Un bambino di 6 anni e un giovane di 20 anni israeliani sono stati uccisi e altri cinque sono rimasti feriti in un attacco terroristico di speronamento nei pressi del quartiere Ramot di Gerusalemme venerdì pomeriggio. Il terrorista, identificato come Hossein Karaka, un 31enne residente nel quartiere Isawiya di Gerusalemme est, si è schiantato contro una fermata dell’autobus all’ingresso del quartiere Ramot. Il primo ministro Benjamin Netanyahu ha deciso poco dopo l’attacco di sigillare e demolire la casa di Karaka, esprimendo le sue condoglianze alle famiglie delle vittime. “Ho condotto una valutazione della situazione della sicurezza e ho ordinato alle forze di sicurezza il rafforzamento, gli arresti effettuati e di agire immediatamente per sigillare la casa del terrorista e demolirla. La nostra risposta al terrorismo è colpirlo con tutte le nostre forze e rafforzare ancora di più la nostra presa sul nostro Paese. “Questa è una scena molto difficile, un terrorista che si è schiantato violentemente contro una stazione degli autobus dove c’erano molte famiglie”, ha detto Dovi Weinstern, membro della Zaka. “Quando sono arrivato lì ho visto molta commozione, immagini difficili di persone e bambini vestiti con abiti dello Shabbat sdraiati vicino alla stazione che soffrivano di gravi ferite, grida di aiuto da tutte le parti” Nelle immagini diffuse sul web si vedono diverse persone a terra dopo che un veicolo Mazda di colore blu si è schiantato contro una fermata dell’autobus vicino al sito di Nebi Samuel, in un’area abitata a maggioranza da ultraortodossi. Diversi passanti sono stati visti puntare armi da fuoco contro l’auto. Il sindaco di Gerusalemme Moshe Lion ha ringraziato le forze di sicurezza per il loro lavoro nell’indagare sull’incidente, aggiungendo “Il cuore fa male di fronte agli spettacoli difficili. Uno spregevole terrorista prende la vita di bambini e adulti innocenti solo perché sono ebrei. Questo è un altro evento che indica ad un periodo di tensione che richiede vigilanza Un account Facebook, secondo quanto riferito appartenente al terrorista, ha pubblicato una serie di post negli ultimi mesi che glorificavano Hezbollah e i combattenti palestinesi, incluso un post che definiva “eroe” il terrorista che ha condotto un attacco a fuoco al checkpoint di Shuafat l’anno scorso.

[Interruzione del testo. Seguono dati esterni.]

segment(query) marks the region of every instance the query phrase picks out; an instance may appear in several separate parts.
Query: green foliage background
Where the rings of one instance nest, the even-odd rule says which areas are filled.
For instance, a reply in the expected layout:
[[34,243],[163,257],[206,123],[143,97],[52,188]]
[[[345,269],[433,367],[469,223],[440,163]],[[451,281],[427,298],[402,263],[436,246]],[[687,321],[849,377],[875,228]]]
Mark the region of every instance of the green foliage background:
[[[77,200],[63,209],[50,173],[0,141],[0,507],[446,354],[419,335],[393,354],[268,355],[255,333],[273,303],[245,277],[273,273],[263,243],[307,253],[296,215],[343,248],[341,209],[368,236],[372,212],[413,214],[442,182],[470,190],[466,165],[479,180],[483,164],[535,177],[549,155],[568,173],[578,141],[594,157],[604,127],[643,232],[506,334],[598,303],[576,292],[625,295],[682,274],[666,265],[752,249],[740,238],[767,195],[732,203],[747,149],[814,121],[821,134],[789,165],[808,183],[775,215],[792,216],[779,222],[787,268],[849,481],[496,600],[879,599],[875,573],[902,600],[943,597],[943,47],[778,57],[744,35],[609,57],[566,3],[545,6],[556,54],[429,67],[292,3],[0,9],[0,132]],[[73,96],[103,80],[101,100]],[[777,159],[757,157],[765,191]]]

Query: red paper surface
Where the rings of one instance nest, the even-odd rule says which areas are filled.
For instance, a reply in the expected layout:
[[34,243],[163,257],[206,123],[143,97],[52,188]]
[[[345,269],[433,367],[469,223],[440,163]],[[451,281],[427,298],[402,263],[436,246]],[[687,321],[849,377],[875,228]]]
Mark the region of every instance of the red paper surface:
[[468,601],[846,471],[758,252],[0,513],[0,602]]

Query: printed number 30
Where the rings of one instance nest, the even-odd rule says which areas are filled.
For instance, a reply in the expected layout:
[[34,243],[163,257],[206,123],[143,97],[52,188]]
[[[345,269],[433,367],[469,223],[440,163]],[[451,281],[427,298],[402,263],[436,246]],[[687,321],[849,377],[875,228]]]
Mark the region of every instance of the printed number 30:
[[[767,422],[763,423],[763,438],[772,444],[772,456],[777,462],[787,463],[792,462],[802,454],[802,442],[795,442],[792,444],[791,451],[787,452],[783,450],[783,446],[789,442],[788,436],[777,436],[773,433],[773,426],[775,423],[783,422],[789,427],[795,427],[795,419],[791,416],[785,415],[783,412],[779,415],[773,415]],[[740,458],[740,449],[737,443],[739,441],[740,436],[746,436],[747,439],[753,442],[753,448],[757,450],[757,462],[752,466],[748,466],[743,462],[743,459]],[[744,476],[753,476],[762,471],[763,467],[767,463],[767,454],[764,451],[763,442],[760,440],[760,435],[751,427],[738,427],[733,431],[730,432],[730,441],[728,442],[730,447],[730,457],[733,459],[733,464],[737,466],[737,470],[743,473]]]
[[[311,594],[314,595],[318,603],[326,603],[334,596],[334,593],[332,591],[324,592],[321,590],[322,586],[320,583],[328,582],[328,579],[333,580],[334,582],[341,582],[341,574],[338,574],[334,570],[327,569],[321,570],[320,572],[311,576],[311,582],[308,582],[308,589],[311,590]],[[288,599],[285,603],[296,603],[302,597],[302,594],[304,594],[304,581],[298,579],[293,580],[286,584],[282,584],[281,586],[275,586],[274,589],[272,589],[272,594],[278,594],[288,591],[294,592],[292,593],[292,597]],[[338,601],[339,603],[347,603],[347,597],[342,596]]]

Da Gaza Hamas si è felicitato del suo attacco, che ha qualificato come “un’operazione eroica”. Anche la Jihad islamica ha pubblicato un messaggio analogo e ha incitato i palestinesi della Cisgiordania e di Gerusalemme a moltiplicare gli attacchi.
Arrivato sul luogo dell’attentato, il ministro per la Sicurezza nazionale Itamar Ben-Gvir ha spiegato di voler presentare una legge la prossima settimana che consenta alla polizia di perquisire le case senza mandato: “Basta con l’approccio che se facciamo qualcosa li faremo arrabbiare. Basta! Ora ci sono attacchi terroristici”.